'How do 'moral' rights differ from other rights in copyright legislation?'
Within this essay I shall be looking at the differences between 'moral' rights and other copyright rights contained in recent legislation. Namely there were three such moral rights that were introduced into the UK copyright law for the first time in the Copyright Designs and Patents Act 1988 . These were, the right of Paternity, the right of Integrity and the right of privacy in certain films and photographs. Also included was, the right to not have the false attribution of Authorship, which already existed but in a somewhat different form under the Copyright Act 1956 . These shall all be discussed in depth with references to specific case law and in comparison with other copyright legislation.

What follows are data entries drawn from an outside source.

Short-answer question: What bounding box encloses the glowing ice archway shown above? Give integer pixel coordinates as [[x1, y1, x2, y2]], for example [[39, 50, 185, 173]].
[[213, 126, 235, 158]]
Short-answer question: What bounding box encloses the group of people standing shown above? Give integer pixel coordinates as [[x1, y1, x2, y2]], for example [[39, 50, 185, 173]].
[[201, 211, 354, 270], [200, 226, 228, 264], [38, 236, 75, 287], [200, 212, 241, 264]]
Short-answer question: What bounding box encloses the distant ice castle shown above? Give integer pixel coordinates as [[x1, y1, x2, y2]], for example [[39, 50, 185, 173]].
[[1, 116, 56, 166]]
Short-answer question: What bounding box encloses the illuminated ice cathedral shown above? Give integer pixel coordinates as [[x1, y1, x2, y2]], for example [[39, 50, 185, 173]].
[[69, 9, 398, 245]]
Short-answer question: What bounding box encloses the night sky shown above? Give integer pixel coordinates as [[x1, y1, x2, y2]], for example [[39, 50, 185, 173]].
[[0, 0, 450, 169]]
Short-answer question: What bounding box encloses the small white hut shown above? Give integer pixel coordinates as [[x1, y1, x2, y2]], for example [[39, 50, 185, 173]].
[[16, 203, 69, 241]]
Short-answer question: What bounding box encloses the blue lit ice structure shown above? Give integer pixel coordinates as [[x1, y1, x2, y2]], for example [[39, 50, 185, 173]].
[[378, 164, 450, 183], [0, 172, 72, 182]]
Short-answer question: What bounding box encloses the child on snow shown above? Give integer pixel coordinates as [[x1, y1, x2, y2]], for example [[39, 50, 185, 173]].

It is firstly necessary to understand the main difference between moral rights and other rights contained in the Copyright Designs and Patents Act 1988. They are a totally separate group of rights to those that were already in place. Those that existed already including the right to perform for example are all classed as economic rights, this means that they protect the property rights of the person who created the material in question, be it in the form of a written piece of work or a painting.
Moral rights however, seek to protect something other than the economic rights. They are in whole there to protect the person's honour and reputation. They were put in place to protect such attributes, as in a way the creators material is an extension of the creator's personality. Therefore, whatever is done with the material that they may have produced, could have a direct effect upon their reputation.